Viewing the building’s mechanized brain through spectral glass was usually breathtaking—a cascade of light that made each rack and pinion glow, the many orbs awash in brilliance. But none of that was visible now. Instead, a dark accumulation obscured everything. She adjusted the lenses again. Now she could see bits of light, but buried beneath clumps of shadow. Shadows that moved and writhed. What in the many worlds? One of the shadows lifted up as if stretching, before falling back into the larger mass. In that brief moment Fatma glimpsed its shape—humanlike, long limbed with an elongated torso. The sight turned her insides to ice. Reaching for Hadia, she gripped the woman’s arm and pulled them flat against a wall, then whispered one word filled with urgency.
“Ghuls!”
Hadia’s face showed all the shock and revulsion expected at hearing that word.
“Ghuls? You’re certain?”
Fatma nodded grimly.
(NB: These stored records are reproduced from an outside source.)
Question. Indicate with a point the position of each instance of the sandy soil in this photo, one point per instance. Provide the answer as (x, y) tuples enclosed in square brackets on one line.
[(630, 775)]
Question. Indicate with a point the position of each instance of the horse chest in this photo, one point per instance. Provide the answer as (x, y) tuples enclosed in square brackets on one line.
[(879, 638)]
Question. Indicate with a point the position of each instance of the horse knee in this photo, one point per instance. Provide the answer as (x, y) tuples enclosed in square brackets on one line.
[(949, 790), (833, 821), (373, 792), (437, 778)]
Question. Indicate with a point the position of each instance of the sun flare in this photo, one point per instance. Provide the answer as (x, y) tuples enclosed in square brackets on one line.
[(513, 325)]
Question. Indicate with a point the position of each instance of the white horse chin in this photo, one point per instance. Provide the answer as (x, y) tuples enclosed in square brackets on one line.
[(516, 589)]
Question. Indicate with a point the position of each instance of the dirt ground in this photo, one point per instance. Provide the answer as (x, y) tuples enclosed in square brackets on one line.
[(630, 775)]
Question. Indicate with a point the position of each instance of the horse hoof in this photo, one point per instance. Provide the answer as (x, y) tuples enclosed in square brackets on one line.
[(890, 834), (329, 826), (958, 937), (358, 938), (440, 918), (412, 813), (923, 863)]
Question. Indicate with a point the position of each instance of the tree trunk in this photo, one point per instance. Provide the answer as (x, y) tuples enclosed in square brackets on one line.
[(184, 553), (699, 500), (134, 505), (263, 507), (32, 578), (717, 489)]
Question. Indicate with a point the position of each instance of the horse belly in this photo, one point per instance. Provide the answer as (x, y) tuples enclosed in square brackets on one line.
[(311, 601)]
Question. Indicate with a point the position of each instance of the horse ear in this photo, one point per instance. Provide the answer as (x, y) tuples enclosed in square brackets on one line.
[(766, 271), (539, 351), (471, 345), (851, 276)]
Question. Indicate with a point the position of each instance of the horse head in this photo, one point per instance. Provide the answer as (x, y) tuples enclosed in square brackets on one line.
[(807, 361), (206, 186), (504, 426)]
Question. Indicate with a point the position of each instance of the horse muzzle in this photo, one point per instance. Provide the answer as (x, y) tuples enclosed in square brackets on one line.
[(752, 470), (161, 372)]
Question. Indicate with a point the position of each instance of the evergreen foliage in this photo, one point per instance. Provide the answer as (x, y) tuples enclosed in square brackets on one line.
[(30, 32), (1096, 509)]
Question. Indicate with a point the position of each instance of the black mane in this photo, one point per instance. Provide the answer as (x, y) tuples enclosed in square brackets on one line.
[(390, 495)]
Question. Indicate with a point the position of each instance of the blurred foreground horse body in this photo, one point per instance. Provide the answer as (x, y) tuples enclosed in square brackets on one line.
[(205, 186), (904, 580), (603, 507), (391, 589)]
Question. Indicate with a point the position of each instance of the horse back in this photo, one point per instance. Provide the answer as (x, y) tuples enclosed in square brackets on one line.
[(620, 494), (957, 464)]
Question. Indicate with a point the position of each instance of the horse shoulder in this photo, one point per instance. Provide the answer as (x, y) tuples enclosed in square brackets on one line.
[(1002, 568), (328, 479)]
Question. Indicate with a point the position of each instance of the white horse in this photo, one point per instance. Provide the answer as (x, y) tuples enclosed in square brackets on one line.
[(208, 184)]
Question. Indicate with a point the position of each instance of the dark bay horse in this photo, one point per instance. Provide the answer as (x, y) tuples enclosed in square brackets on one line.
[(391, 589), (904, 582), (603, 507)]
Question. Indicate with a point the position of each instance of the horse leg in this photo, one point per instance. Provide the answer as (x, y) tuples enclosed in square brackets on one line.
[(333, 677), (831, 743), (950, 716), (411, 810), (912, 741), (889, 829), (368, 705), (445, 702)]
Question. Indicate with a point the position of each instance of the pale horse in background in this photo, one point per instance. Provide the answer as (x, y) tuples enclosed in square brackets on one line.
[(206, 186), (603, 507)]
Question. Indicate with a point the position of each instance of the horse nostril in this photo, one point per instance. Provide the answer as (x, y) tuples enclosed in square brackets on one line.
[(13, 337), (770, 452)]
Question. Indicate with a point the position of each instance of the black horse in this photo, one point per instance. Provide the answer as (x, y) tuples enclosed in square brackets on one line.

She’d know those twisted bodies and limbs anywhere.
Hadia cast her gaze upward and shrank—as if expecting the creatures to fall down on them any moment. “There is no God but God,” she whispered. “What are ghuls doing in the Ministry?”
“Stop asking me questions I can’t answer!” Fatma snapped, frustration getting the better of her. “But they’re all over the machinery up there. No wonder the building seems out of power.” Another grinding rumble came, likely the gears struggling to move beneath that mass of undead. They sat on the mechanical brain like a disease, infecting it, draining its magic.
“First a storm,” Hadia said. “Now ghuls. Odd coincidence, don’t you think? This feels purposeful.”